I suppose the difference is that VNM states the limits within it operates, while I haven’t seen the limits of UDT described anywhere apart from this conversation.
I don’t know, maybe you’re right. Can you describe a bounded problem where the idea of common ancestors goes wrong?
Oh, I had a typo in my last comment. I wrote: “non-zero, infinitesimal chance” instead of “non-zero, non-infinitesimal chance”.
I wasn’t claiming that it goes wrong for a bounded problem (although it might). This is hard for me to answer as I don’t know what you mean by “bounded problem”. I’ll admit that this isn’t an issue for typical example problems as you are just told a scenario.
But when you are just given a bunch of observations as per real life and have to derive the situation yourself, you will have small amounts of probability on all kinds on weird and wacky theories. And the transitive closure means that an absolutely tiny probability of one scenario can dramatically change the reference class.
Not sure I understand. When simplifying a real life situation into UDT terms, why would you go from “Alice and Bob have a tiny chance of having a common ancestor” to “Alice and Bob are definitely part of the same reference class”?
Because UDT cares about possibilities that don’t occur, no matter how small the odds. Ie. Counterfactual Mugging with a 1 in a million chance of the coin coming up heads is still included in the possibility tree. Similarly, A and B are part of the same reference class if C is included in the possibility tree, no matter how small the odds. Not sure if that is clear though.
When I said “If two agents have a common ancestor, they are in the same reference class” I meant that they must have a common ancestor for certain, not just with nonzero probability. That’s also discontinuous (what if two agents have 99% probability of having a common ancestor?) but it works fine on many problems that are simplified from the real world, because simplification often involves certainty.

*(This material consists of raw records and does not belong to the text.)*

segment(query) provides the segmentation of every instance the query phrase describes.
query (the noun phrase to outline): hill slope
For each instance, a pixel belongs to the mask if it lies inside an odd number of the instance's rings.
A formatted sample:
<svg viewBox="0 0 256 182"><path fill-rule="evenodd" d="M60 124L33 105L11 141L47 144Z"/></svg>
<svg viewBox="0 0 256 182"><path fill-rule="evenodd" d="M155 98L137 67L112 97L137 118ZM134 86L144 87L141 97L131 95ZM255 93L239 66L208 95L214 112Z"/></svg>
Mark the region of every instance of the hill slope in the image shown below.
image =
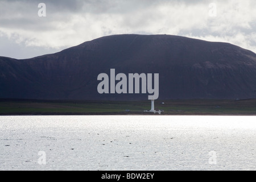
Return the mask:
<svg viewBox="0 0 256 182"><path fill-rule="evenodd" d="M0 57L0 98L147 100L100 94L100 73L159 73L159 99L255 98L256 54L225 43L118 35L25 60Z"/></svg>

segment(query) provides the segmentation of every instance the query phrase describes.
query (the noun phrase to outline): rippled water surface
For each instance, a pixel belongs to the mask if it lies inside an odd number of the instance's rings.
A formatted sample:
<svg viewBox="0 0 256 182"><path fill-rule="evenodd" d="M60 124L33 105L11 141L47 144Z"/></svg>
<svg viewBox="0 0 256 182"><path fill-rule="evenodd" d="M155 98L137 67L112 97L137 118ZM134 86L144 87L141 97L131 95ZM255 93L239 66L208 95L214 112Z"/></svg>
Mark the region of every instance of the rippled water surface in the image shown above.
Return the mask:
<svg viewBox="0 0 256 182"><path fill-rule="evenodd" d="M256 117L0 117L0 170L255 169Z"/></svg>

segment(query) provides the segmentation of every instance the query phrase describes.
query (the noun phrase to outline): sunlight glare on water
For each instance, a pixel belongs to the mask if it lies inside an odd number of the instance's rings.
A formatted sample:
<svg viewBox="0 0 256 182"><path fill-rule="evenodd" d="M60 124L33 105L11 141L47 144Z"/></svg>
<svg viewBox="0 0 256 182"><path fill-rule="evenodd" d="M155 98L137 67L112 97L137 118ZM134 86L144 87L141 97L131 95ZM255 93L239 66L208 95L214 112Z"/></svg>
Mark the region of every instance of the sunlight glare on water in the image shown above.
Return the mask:
<svg viewBox="0 0 256 182"><path fill-rule="evenodd" d="M1 116L0 170L255 170L255 119Z"/></svg>

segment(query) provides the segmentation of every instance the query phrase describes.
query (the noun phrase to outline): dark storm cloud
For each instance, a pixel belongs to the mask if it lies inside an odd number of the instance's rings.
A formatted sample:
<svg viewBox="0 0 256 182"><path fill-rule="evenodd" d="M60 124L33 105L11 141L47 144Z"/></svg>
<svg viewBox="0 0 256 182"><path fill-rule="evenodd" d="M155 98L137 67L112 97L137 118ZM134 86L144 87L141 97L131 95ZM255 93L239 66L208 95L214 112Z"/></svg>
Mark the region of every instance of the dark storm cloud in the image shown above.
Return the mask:
<svg viewBox="0 0 256 182"><path fill-rule="evenodd" d="M208 15L212 2L216 17ZM46 17L38 15L39 3L46 5ZM10 49L18 57L21 47L56 50L121 34L172 34L256 50L255 5L253 0L0 0L0 56L8 52L3 46L10 45L8 40L17 44Z"/></svg>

Do you mean that they must have a common ancestor if they exist or that they must have a common ancestor full stop?
Common ancestor full stop sounds more right.
Well, I suspect that the discontinuity will lead to strange results in practice, such as when you are uncertain of the past. For example, in Counterfactual Mugging, if there is any chance that you are a Boltzmann Brain who was created knowing/believing the coin was tails then you won’t have a common ancestor with brains that actually experienced the problem and saw tails, so you shouldn’t pay.But perhaps you don’t actually have to have an experience, but only believe that you had such an experience in the past?
All theories have limits of applicability. For example, Von Neumann-Morgenstern expected utility maximization requires the axiom of independence, which means you can’t be absent-minded (forgetting something and ending up in a previous mental state, like in the Absent-Minded Driver problem). If there’s even a tiny chance that you’re absent-minded, the problem can no longer be cast in VNM terms. That’s where UDT comes in, it can deal with absent-mindedness and many other things. But if there’s even a tiny chance of having more than one reference class, the problem can no longer be cast in UDT terms either. With multiple reference classes you need game theory, not decision theory.
I suppose the difference is that VNM states the limits within it operates, while I haven’t seen the limits of UDT described anywhere apart from this conversation.